Gender and movements of people was explored by Melissa Siegel, Professor at Maastricht University, who focused on feminization of migration. This expression refers to a qualitatively different form of migration that can be observed among women. That is, more women are now migrating independently in search of jobs, rather as “family dependents” travelling with their husbands or joining them abroad through family reunification. Regional differences are important, showing great regional variation in gender composition. Northern and Southern America, as well as Western Europe host the same amount of men migrating, while in Arabs State are not attractive for women migrating today.

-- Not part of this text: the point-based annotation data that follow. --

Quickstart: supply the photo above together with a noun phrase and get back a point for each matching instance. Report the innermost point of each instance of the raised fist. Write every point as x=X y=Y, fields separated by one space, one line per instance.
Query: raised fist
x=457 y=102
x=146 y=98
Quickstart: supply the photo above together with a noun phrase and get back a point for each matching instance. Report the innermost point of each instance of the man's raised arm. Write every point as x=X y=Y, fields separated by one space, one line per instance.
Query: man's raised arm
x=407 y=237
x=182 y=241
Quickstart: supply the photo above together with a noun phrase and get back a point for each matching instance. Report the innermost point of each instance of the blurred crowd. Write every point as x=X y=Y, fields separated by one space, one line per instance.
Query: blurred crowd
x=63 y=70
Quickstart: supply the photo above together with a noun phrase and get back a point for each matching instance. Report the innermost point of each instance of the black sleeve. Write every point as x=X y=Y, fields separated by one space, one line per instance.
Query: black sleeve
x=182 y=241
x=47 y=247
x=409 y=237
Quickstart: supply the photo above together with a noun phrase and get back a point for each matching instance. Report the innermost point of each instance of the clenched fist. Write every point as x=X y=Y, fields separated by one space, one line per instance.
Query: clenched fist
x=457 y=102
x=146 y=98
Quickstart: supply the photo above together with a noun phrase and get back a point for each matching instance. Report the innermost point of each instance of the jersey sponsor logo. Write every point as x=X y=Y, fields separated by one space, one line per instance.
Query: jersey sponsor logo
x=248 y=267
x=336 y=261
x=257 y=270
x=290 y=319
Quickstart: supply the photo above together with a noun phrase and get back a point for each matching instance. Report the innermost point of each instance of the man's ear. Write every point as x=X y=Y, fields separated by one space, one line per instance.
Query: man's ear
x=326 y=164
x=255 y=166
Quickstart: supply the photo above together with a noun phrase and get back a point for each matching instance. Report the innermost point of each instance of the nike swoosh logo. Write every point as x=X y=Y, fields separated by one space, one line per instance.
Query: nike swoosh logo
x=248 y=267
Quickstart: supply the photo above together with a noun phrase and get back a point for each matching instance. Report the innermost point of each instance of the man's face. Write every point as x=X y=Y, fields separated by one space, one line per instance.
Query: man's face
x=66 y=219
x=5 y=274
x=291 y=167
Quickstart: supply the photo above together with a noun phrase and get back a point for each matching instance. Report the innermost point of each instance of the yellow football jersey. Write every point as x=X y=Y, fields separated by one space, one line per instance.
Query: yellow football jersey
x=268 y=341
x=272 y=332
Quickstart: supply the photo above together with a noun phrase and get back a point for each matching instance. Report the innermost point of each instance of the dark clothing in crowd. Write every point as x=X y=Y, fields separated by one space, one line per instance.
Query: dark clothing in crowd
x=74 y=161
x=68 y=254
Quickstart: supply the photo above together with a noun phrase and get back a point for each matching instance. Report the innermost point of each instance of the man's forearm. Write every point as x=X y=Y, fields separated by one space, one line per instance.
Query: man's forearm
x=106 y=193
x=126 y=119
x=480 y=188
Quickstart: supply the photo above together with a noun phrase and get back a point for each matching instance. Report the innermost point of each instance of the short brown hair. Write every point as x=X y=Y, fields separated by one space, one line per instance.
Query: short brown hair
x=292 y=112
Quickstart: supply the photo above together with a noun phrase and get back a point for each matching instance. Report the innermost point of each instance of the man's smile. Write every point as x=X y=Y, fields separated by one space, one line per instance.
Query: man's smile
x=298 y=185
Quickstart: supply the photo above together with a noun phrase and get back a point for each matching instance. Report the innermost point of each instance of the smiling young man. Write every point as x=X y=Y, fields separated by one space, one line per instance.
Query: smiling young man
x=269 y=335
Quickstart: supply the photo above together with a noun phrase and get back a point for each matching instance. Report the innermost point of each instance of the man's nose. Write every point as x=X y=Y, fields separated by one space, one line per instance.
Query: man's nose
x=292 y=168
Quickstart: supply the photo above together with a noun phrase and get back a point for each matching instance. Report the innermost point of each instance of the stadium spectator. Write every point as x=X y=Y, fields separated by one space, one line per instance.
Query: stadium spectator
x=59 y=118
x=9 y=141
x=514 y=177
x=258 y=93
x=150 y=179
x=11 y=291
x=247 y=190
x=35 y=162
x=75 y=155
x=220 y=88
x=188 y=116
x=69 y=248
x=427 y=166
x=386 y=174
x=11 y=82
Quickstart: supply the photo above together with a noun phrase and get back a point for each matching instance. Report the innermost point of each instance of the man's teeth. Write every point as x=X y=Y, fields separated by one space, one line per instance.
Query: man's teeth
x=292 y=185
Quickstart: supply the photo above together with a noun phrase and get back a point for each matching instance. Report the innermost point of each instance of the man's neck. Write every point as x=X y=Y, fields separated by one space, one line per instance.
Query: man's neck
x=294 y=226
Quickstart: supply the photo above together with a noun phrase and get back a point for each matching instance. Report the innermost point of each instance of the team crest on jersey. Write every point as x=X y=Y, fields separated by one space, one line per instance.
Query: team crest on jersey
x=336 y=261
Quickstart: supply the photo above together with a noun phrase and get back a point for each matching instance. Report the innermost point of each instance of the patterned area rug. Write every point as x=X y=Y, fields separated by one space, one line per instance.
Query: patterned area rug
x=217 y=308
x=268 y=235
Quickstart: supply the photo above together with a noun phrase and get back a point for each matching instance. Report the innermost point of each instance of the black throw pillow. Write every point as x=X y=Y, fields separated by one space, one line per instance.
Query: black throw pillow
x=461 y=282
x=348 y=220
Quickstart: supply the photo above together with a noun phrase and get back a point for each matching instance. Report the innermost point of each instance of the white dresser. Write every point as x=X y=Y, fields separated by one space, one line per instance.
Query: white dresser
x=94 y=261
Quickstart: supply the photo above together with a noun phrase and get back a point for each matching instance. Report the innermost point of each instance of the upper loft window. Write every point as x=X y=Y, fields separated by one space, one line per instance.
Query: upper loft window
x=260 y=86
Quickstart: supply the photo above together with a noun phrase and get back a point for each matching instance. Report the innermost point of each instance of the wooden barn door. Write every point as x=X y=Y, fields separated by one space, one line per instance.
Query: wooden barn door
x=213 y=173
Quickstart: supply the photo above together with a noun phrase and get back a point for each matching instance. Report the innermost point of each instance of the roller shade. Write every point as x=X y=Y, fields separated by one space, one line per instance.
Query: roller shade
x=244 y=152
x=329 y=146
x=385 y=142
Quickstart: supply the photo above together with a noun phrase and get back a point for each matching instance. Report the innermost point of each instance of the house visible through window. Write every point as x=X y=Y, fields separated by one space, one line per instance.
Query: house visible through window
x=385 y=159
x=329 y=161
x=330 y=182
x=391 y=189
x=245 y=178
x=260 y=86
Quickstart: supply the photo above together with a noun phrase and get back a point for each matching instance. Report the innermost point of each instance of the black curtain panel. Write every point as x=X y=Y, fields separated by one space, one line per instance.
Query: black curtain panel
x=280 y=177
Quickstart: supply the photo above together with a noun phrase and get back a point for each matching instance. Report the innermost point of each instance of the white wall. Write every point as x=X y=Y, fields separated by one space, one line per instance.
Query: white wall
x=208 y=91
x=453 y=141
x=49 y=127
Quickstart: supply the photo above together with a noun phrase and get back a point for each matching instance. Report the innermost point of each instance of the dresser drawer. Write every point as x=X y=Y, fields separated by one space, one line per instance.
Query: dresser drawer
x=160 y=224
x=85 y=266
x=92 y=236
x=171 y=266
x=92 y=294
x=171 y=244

Women have a higher risk of gender-based violence, including trafficking for sexual exploitation and forced marriage.
Siegel reports on the positive effects of migration on women: 1) Migration can improve autonomy, human capital, and self-esteem. 2) It might change traditional norms as women gain access to education and economic opportunities. 3) The introduction to more equitable social norms can also improve women’s rights and access to resources. 4) When migrant women return home, they maintain their newfound autonomy and bring new norms and skills. Concerning negative effects: 1) Migration may also exacerbate vulnerabilities, including abuse and trafficking. 2) Sometimes returning migrants must revert to traditional norms and gender roles. 3) Migration can also be a strain on families, with potentially detrimental effects on children. 4) When high-skilled migrants leave the results can be negative for the communities of origin.